# GoPitbull: May I introduce to you..



## AdrianVall (Dec 16, 2009)

Royal Giants Hubba Bubbba-loo ..Call name, Bubba! (we haven't registered him yet, but that's what it will be when we do.. I think)

So, we ended up bringing home the little guy! He's got some very nice blood in him. His grandfather is Linda Greeson's Ch. Greesons Way Mo Betta !! He's a GINORMOUS dog, at 33.5" at the shoulder and something like 275 lbs! Sheesh..

He will be 11 weeks old this Tuesday. He is a CHUNK! Its hard picking him up already. hahaha.

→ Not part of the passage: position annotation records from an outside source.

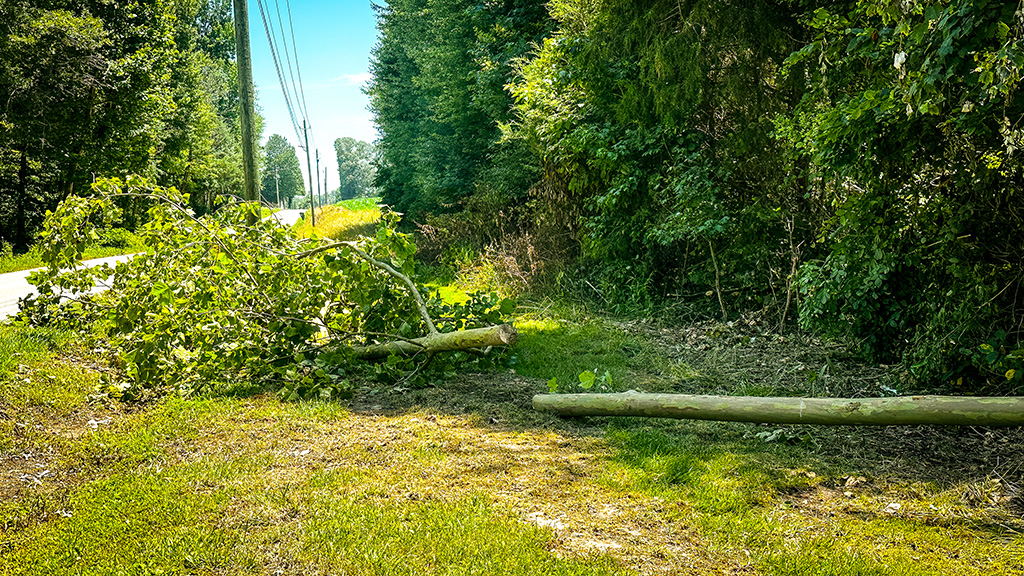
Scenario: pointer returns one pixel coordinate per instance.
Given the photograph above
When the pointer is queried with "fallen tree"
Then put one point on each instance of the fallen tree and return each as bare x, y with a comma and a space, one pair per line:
212, 302
940, 410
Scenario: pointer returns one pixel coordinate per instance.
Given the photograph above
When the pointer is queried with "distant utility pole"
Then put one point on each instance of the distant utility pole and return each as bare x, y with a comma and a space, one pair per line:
309, 170
246, 99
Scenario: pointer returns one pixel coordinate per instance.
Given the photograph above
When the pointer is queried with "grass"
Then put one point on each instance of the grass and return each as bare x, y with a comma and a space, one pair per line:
114, 243
345, 220
466, 479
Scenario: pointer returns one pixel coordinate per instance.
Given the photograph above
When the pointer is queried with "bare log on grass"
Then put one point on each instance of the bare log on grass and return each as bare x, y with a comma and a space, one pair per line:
501, 335
939, 410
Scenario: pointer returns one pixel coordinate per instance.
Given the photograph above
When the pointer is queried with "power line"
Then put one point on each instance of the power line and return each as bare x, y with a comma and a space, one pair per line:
288, 58
281, 78
295, 52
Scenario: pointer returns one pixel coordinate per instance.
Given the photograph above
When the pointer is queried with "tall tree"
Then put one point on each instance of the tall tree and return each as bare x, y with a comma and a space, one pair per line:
282, 177
439, 98
355, 168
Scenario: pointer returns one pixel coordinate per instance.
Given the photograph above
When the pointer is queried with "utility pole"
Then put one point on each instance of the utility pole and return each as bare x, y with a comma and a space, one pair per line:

Oh how I just LOVE puppy breath.. nothing better I tell ya!  He's settling in slowly. He's doing MUCH MUCH MUCH better then I had anticipated with the boys. He's a little hesitant, and wants nothing to do with Buddy and BIG right now.. but he's so very playful when he's by himself. He barks at himself and toys when he's alone. Its so adorable! I give it a week or two, and he'll be acting like he's been here his whole life. He just enjoys playing by himself. I hope he settles in more to where he'll play with the other dogs.. right ? He just doesn't show any interest in them.. he goes into the dog room, and lays on the bed by himself a lot and just chills. He has yet to have an accident in the house, thank God. But that won't be like that for to long I'm sure.

We've started him on the raw diet already. He's eaten a little bit of chicken back chunks, but he doesn't have much appetite like BIG does, but he is still pretty stressed and scared right now, so I'm not even going to worry.

I do have a question though.. is there a way to look at the parents pedigree online through the AKC website or something? I'm just curious to see what they've got going on.

Anyway.. PICS!!









































































And here's one good shot of BIG!  I swear.. I feel like this dogs head is getting bigger and bigger every day.. is that normal?!?!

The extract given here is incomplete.